I was a little disturbed through his entire set though, not because of his music, but because the entire audience was a restless sea, chattering and laughing and moving about as if the performer wasn’t even on stage. Despite the lights being down completely, people continued to show up to the concert 45 or 50 minutes past its beginning and then sat talking after being ushered to their seats. The whole thing was a bit distracting, right down to the couple making out in front of us.
Perhaps they were restless for the intended headliner to perform. Perhaps it was the increasing temperature in a hardly climate controlled auditorium. Whatever it was, everything stopped when Norah came out.

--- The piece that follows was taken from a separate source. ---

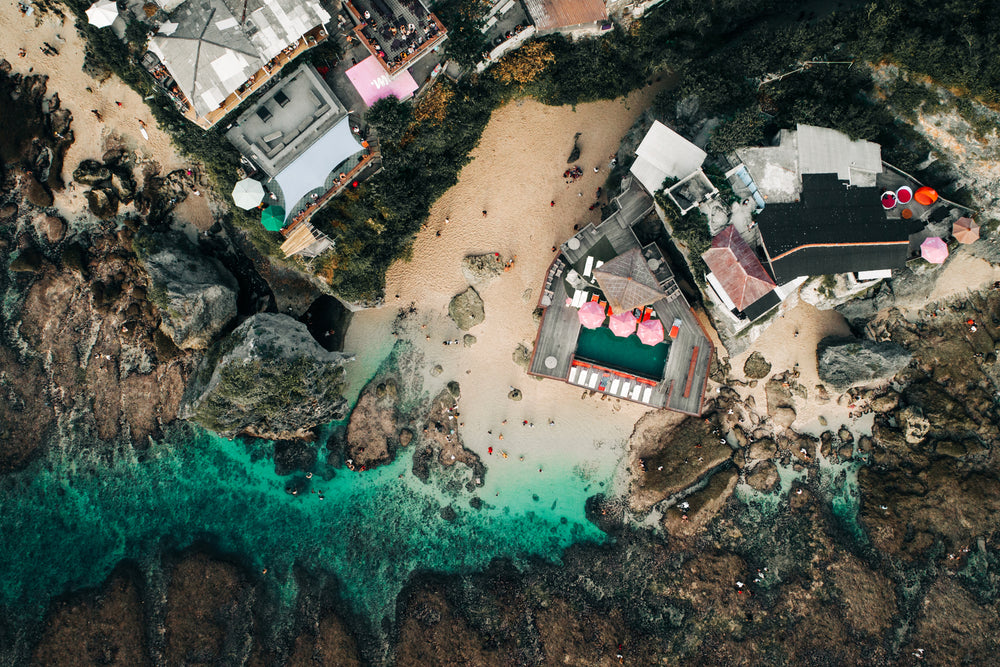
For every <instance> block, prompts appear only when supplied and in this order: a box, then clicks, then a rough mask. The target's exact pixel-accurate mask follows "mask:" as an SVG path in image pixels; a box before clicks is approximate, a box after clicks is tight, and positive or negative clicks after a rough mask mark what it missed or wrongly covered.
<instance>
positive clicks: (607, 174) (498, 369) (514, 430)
mask: <svg viewBox="0 0 1000 667" xmlns="http://www.w3.org/2000/svg"><path fill="white" fill-rule="evenodd" d="M654 93H655V90H654V89H653V88H651V87H647V88H646V89H644V90H642V91H638V92H636V93H634V94H633V95H632V96H630V97H629V98H627V99H626V100H624V101H606V102H598V103H592V104H581V105H579V106H578V107H577V108H576V110H575V111H574V110H573V109H572V108H570V107H548V106H544V105H542V104H538V103H537V102H534V101H523V102H518V103H513V104H509V105H507V106H505V107H503V108H501V109H499V110H497V111H496V112H495V113H494V114H493V118H492V119H491V121H490V124H489V126H488V127H487V128H486V131H485V133H484V134H483V137H482V140H481V142H480V145H479V147H478V148H477V149H476V150H475V151H474V152H473V161H472V162H471V163H470V164H469V165H467V166H466V167H465V168H464V169H463V171H462V173H461V176H460V178H459V182H458V184H457V185H456V186H455V187H453V188H451V189H450V190H449V191H448V192H446V193H445V194H444V195H443V196H442V197H441V199H440V200H439V201H438V202H437V203H436V204H435V205H434V207H433V209H432V211H431V214H430V218H429V224H428V228H427V229H425V230H424V231H422V232H421V233H420V234H419V236H418V238H417V239H416V242H415V244H414V248H413V257H412V259H411V260H410V261H408V262H397V263H396V264H395V265H393V266H392V268H391V269H390V271H389V274H388V279H387V286H386V296H387V302H388V306H387V307H385V308H382V309H379V310H374V311H366V312H362V313H359V314H358V315H356V316H355V319H354V321H353V323H352V325H351V328H350V330H349V331H348V332H347V339H346V341H345V349H346V350H347V351H349V352H353V353H355V354H356V355H357V356H358V363H357V364H354V365H352V367H351V368H350V371H349V374H350V375H351V376H352V377H351V379H352V380H353V382H352V386H353V387H354V388H355V389H358V388H359V387H360V385H361V384H362V383H363V382H364V380H365V379H366V374H370V372H371V370H372V369H373V367H374V366H377V364H378V362H379V361H380V360H381V358H382V357H383V356H384V354H385V352H386V350H387V349H388V348H389V347H390V346H391V345H392V342H393V338H392V337H391V334H390V332H389V329H390V325H391V323H392V320H393V318H394V317H395V315H396V313H397V312H398V308H397V306H399V307H403V306H408V305H409V304H411V303H414V304H416V305H417V307H418V311H417V313H416V315H414V316H413V317H412V319H413V320H414V324H413V325H412V326H411V327H410V328H409V329H408V330H407V331H406V332H405V333H404V334H403V335H404V336H405V337H407V338H410V339H411V340H412V341H413V342H414V344H415V345H416V346H417V347H418V348H419V349H420V350H422V351H423V353H424V354H425V355H426V362H427V363H426V367H425V371H424V372H425V377H424V382H425V385H424V386H425V388H426V389H427V391H428V392H429V393H430V394H434V393H436V392H437V391H439V389H440V388H441V387H442V386H443V385H444V383H445V382H447V381H449V380H457V381H458V382H459V383H460V384H461V386H462V401H461V407H460V410H461V412H462V414H461V420H462V421H463V422H464V427H462V428H461V429H460V433H461V435H462V438H463V441H464V442H465V444H466V446H467V447H470V448H471V449H473V450H475V451H476V452H478V453H479V454H480V455H482V456H483V457H484V460H486V462H487V463H488V464H490V470H491V473H490V475H488V488H487V489H484V491H485V492H488V491H490V490H491V488H489V487H491V484H496V485H498V486H501V485H502V481H503V479H504V478H505V477H506V475H507V474H512V475H517V474H523V473H524V472H525V471H527V470H529V469H530V471H531V472H533V473H536V474H537V468H538V467H542V468H544V467H545V466H546V465H551V466H554V467H559V466H566V465H575V466H576V467H577V468H578V470H577V472H578V474H579V475H580V476H581V477H584V478H586V477H587V476H588V474H589V473H590V472H596V471H597V470H602V471H604V472H605V473H606V472H610V471H611V470H613V469H614V467H615V465H616V464H617V462H618V460H619V458H620V457H621V456H622V454H623V452H624V442H625V440H626V439H627V438H628V436H629V434H630V433H631V431H632V426H633V424H634V423H635V422H636V420H637V419H638V418H639V417H640V416H642V414H643V413H644V412H646V410H648V408H644V407H642V406H640V405H637V404H634V403H627V402H623V401H619V400H605V401H601V400H600V399H599V398H597V397H594V398H588V399H585V400H581V394H582V391H581V390H580V389H578V388H576V387H572V386H570V385H568V384H566V383H562V382H557V381H552V380H547V381H540V380H535V379H533V378H531V377H529V376H528V375H527V374H526V373H525V371H524V370H523V369H522V368H521V367H519V366H517V365H516V364H515V363H514V362H513V361H512V359H511V355H512V353H513V351H514V349H515V348H516V346H517V345H518V343H523V344H525V345H526V346H527V347H529V348H531V346H532V344H533V342H534V339H535V335H536V333H537V325H536V323H535V322H534V320H533V318H532V311H533V310H534V308H535V306H536V304H537V301H538V296H539V289H540V286H541V282H542V280H543V278H544V276H545V272H546V271H547V270H548V267H549V264H550V263H551V261H552V259H553V257H554V253H553V252H552V246H554V245H555V246H558V245H559V244H560V243H561V242H562V241H563V240H565V239H566V238H567V237H568V236H570V235H571V234H572V233H573V225H575V224H580V225H583V224H586V223H588V222H596V221H598V220H599V219H600V209H599V208H596V209H595V210H593V211H591V210H589V207H590V205H591V204H592V203H594V201H595V197H594V195H595V191H596V190H597V188H598V187H604V186H605V185H606V183H605V181H606V179H607V177H608V168H607V163H608V158H609V156H610V155H611V154H612V153H613V152H614V151H616V150H617V148H618V145H619V143H620V141H621V137H622V136H623V135H624V134H625V132H626V131H627V130H628V128H629V127H630V126H631V125H632V123H633V122H634V121H635V119H636V118H637V117H638V115H639V114H640V113H641V112H642V111H643V110H644V109H645V108H646V107H647V106H648V105H649V103H650V102H651V100H652V96H653V94H654ZM577 132H581V133H582V134H581V137H580V146H581V154H580V159H579V160H578V161H577V163H576V164H579V165H580V166H581V167H582V168H583V171H584V176H583V177H582V178H581V179H580V180H579V181H578V182H576V183H573V184H570V185H567V184H566V183H565V179H564V178H563V177H562V174H563V172H564V171H565V169H566V168H567V163H566V158H567V157H568V155H569V152H570V150H571V148H572V146H573V136H574V134H575V133H577ZM594 167H599V169H600V171H599V173H595V172H594ZM579 193H583V195H582V196H580V194H579ZM551 201H555V203H556V205H555V206H551V205H550V202H551ZM484 210H485V211H487V215H486V217H484V216H483V213H482V211H484ZM445 218H448V219H450V222H449V223H448V224H445ZM437 231H440V232H441V235H440V236H436V232H437ZM485 252H499V253H501V254H502V255H503V256H504V257H511V256H515V255H516V256H517V260H516V263H515V265H514V267H513V269H512V270H511V271H509V272H506V273H503V274H502V275H501V276H500V277H499V278H497V279H496V280H495V281H493V282H492V283H491V284H489V285H487V286H485V287H478V288H477V289H478V290H479V292H480V295H481V296H482V298H483V300H484V302H485V310H486V320H485V322H483V323H482V324H480V325H478V326H476V327H474V328H473V329H472V330H471V332H470V333H472V334H473V335H475V336H476V337H477V339H478V342H477V343H476V344H475V345H473V346H472V347H471V348H465V347H463V346H462V345H452V346H444V345H442V342H443V341H444V340H451V339H456V338H457V339H459V340H461V338H462V335H463V333H464V332H462V331H460V330H459V329H458V328H457V327H456V326H455V325H454V323H453V322H452V321H451V320H450V319H449V318H448V314H447V309H448V302H449V301H450V300H451V298H452V297H453V296H454V295H455V294H457V293H459V292H461V291H463V290H464V289H465V288H466V287H467V285H468V283H467V282H466V280H465V278H464V277H463V275H462V272H461V261H462V258H463V257H465V256H466V255H469V254H479V253H485ZM396 295H398V299H397V298H396ZM421 327H424V328H421ZM428 337H429V338H428ZM435 364H440V365H441V366H442V367H443V369H444V372H443V373H442V374H441V375H440V377H431V376H430V374H429V372H428V370H429V369H430V368H431V367H432V366H433V365H435ZM510 387H517V388H519V389H521V391H522V392H523V395H524V399H523V400H522V401H520V402H513V401H511V400H509V399H508V398H507V393H508V391H509V389H510ZM505 419H506V420H507V423H506V424H504V423H503V420H505ZM524 420H528V422H529V423H533V424H534V427H531V426H525V425H523V421H524ZM549 420H553V421H554V422H555V423H554V425H550V424H549ZM490 431H492V433H490ZM501 434H502V435H503V436H504V437H503V440H501V439H500V435H501ZM490 446H492V447H494V456H493V458H492V459H491V458H489V456H488V454H487V451H488V449H487V448H488V447H490ZM501 449H503V450H506V451H507V452H508V453H509V458H508V459H500V458H499V457H498V456H497V455H498V454H499V452H500V450H501ZM581 451H585V452H586V454H581V453H580V452H581ZM566 454H572V456H571V457H570V456H566ZM521 456H524V457H525V461H524V462H521V461H520V457H521ZM505 470H506V471H507V472H504V471H505ZM588 471H589V472H588Z"/></svg>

Norah is every bit as beautiful as her albums make her look. And every bit as humble. And pleasantly, every bit as talented. I was floored to realize that to the naked ear, very little filtering or digital editing happens on her CDs, giving her concerts a what-you-see-is-what-you-get quality to them. Her smoky voice is the same, crooning her way from one song to the next, lulling the audience out of their restlessness and into a tranquil calm. Her music -- slightly embellished in concert with the addition of a few guitars -- is still that undecipherable category between pop and jazz, rock and folk. Whatever it is, it attracts nearly everyone; all ages, all social types all socioeconomic classes. And whether her warm, soft tone is uttering a small giggle at a shouted “I love you Norah!” or a sincerely flattered and humble thank you to applause, she is still the same simple, lovely young lady that you’d like to take home to sweetly sing you to sleep.